SoftBank’s Woes Are Not a Victory for Rival VCs

(Bloomberg Businessweek) -- Venture capitalists may have breathed a sigh of relief in February when the activists came calling for SoftBank Group Corp. founder Masayoshi Son. The Japanese company’s $100 billion Vision Fund upended technology investing when it began making outsize bets on startups in 2017. Being the biggest venture fund in history meant its portfolio companies didn’t have to worry about profit anytime soon, while making it harder for rival investors to get in.

Paul Singer may have put an end to all that. Elliott Management Corp., the billionaire’s activist vehicle, has built a stake of almost $3 billion in SoftBank and is demanding that Son refocus attention on its existing business.
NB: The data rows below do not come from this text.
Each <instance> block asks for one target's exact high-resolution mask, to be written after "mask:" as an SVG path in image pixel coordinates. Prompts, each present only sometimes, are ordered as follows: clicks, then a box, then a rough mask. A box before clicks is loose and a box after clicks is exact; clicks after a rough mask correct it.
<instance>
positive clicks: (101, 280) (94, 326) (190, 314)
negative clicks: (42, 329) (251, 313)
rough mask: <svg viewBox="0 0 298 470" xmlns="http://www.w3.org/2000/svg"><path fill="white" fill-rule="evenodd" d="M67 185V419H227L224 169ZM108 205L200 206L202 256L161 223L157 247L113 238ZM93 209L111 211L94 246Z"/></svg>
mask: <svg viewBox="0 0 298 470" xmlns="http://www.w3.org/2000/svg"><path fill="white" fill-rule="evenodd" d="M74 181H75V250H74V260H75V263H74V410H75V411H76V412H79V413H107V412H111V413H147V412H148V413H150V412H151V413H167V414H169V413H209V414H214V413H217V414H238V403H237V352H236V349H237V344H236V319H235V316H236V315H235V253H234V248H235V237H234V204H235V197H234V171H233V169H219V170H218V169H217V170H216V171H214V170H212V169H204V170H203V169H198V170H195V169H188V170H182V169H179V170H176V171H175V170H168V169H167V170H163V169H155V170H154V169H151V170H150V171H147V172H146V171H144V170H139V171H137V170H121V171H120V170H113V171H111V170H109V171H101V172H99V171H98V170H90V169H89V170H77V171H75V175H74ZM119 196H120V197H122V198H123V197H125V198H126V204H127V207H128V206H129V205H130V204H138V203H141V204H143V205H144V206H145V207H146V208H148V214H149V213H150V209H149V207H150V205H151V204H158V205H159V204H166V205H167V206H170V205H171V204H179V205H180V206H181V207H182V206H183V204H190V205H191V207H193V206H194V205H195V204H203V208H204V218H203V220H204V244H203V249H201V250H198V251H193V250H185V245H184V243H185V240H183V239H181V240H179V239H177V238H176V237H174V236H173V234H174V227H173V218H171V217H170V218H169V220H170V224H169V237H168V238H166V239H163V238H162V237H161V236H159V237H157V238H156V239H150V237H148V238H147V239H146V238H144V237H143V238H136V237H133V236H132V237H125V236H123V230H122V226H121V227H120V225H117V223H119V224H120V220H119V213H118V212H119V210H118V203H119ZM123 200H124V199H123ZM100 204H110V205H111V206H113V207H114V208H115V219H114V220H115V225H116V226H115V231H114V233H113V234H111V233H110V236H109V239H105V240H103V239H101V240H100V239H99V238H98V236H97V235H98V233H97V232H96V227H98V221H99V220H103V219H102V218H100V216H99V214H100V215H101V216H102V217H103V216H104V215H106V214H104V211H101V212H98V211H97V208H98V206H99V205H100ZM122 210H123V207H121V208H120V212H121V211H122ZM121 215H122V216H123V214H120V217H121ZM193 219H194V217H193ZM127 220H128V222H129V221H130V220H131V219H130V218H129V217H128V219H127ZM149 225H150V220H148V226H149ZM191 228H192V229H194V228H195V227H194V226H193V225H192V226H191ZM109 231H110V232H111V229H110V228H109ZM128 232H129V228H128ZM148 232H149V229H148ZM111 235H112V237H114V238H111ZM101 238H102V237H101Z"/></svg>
The Vision Fund accounts for just 10% of SoftBank’s overall managed assets, runs the argument, yet consumes 100% of investor attention.

Son’s plan to raise a larger second fund was already proving difficult after last year’s ditched initial public offering of WeWork parent We Co. The fiasco highlighted major defects in the way the fund, and by implication SoftBank itself, is run. But VC firms would be wrong to think pressure on SoftBank and the Vision Fund makes their lives easier. Even if Son fails to raise the new capital, the Vision Fund has fundamentally changed the landscape.
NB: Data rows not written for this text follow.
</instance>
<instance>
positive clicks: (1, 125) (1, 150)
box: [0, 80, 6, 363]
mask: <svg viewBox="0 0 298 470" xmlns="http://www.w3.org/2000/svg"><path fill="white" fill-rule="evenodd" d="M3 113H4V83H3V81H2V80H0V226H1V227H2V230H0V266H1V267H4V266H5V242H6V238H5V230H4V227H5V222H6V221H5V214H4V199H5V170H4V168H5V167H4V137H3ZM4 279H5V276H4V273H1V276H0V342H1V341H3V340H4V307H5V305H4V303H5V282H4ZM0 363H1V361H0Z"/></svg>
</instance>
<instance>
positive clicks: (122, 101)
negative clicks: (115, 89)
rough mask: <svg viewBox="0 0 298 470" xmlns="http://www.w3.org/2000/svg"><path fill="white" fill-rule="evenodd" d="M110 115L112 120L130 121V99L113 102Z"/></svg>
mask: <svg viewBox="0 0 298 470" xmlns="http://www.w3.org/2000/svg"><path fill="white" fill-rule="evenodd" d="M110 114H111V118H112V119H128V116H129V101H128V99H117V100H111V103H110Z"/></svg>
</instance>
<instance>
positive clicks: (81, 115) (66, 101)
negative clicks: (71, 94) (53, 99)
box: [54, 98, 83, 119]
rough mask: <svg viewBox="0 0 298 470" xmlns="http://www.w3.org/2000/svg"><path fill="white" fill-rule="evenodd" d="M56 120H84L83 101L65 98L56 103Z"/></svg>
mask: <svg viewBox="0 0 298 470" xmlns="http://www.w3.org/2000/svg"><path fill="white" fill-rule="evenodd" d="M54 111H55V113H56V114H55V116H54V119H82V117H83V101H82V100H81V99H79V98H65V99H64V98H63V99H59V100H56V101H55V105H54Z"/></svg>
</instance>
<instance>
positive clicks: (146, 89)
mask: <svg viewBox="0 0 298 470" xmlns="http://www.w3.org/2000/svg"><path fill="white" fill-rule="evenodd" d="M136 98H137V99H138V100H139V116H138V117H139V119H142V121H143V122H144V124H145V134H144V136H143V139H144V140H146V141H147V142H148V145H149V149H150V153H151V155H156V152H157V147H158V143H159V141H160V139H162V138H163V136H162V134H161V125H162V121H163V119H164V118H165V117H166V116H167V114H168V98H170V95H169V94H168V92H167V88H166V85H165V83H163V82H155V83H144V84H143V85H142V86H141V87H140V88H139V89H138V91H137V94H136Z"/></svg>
Venture capital is hard not just because it’s tough to find the best investments, but also because the most promising startups often have the luxury of choosing whose money to accept. Storied firms like Sequoia Capital, an early investor in Apple, Google, and LinkedIn, have a significant edge over the arrivistes. To get over that hurdle, the Vision Fund weaponized its cash pile, bullying companies into acceptance by threatening to invest in rivals. “Rather than having their capital cannon facing me, I’d rather have their capital cannon behind me,” Uber Technologies Inc. Chief Executive Officer Dara Khosrowshahi said in 2018.
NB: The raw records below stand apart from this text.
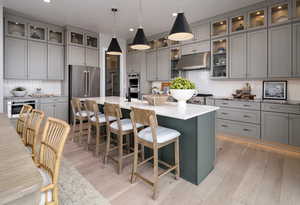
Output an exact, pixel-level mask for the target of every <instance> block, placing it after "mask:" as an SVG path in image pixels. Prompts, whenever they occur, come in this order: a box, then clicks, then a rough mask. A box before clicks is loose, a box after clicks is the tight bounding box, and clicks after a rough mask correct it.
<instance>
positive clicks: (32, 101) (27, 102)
mask: <svg viewBox="0 0 300 205" xmlns="http://www.w3.org/2000/svg"><path fill="white" fill-rule="evenodd" d="M23 105H30V106H32V108H33V109H35V108H36V106H37V101H36V100H34V99H32V100H21V99H20V100H8V101H7V116H8V118H10V119H15V118H18V117H19V114H20V112H21V109H22V107H23Z"/></svg>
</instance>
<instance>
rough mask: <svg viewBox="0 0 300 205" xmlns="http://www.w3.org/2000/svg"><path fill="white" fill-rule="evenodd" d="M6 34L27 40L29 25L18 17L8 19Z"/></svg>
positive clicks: (5, 26) (6, 19) (7, 20)
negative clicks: (27, 34)
mask: <svg viewBox="0 0 300 205" xmlns="http://www.w3.org/2000/svg"><path fill="white" fill-rule="evenodd" d="M5 34H6V35H7V36H13V37H17V38H27V23H26V22H25V21H24V20H22V19H19V18H17V17H10V16H8V17H6V21H5Z"/></svg>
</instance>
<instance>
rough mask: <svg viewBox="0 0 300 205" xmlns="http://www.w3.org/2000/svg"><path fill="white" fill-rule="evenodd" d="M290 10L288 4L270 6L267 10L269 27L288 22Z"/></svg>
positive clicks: (288, 20)
mask: <svg viewBox="0 0 300 205" xmlns="http://www.w3.org/2000/svg"><path fill="white" fill-rule="evenodd" d="M290 17H291V8H290V4H289V3H288V2H284V3H280V4H275V5H272V6H271V7H270V8H269V22H270V25H274V24H282V23H286V22H288V21H289V20H290Z"/></svg>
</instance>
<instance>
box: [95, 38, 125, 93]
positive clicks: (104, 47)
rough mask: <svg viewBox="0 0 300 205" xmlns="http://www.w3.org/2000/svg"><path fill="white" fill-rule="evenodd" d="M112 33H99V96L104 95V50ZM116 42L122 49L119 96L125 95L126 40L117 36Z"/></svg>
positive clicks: (120, 64)
mask: <svg viewBox="0 0 300 205" xmlns="http://www.w3.org/2000/svg"><path fill="white" fill-rule="evenodd" d="M111 38H112V35H111V34H103V33H101V34H100V68H101V74H100V96H105V51H106V50H107V49H108V46H109V44H110V41H111ZM118 42H119V44H120V47H121V49H122V52H123V54H122V56H121V58H120V60H121V62H120V96H125V93H126V49H127V43H126V40H124V39H121V38H118Z"/></svg>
To compete, rival funds have gathered their own vast stacks of money, helped by the dearth of good returns elsewhere. More money poured into venture in both 2018 and 2019—the two years the Vision Fund started investing—than had in any previous year, as Sequoia, Andreessen Horowitz, and other firms raised their biggest funds yet. And the average size of new funds grew to the biggest in more than a decade, according to data from PitchBook Data Inc.

These monster funds, while smaller than SoftBank, still have to compete with one another. And they won’t have the option of exiting by selling their stake to the deep-pocketed Japanese firm. Son has also inadvertently changed public investors’ expectation of startups. In addition to WeWork, the disappointing market debuts of SoftBank stablemates Uber and Slack Technologies Inc. have refocused attention on old-fashioned metrics such as, dare I say it, free cash flow. Somehow the Vision Fund has managed to make it harder for venture capitalists to both invest and then find an exit. —Webb is a columnist for Bloomberg Opinion.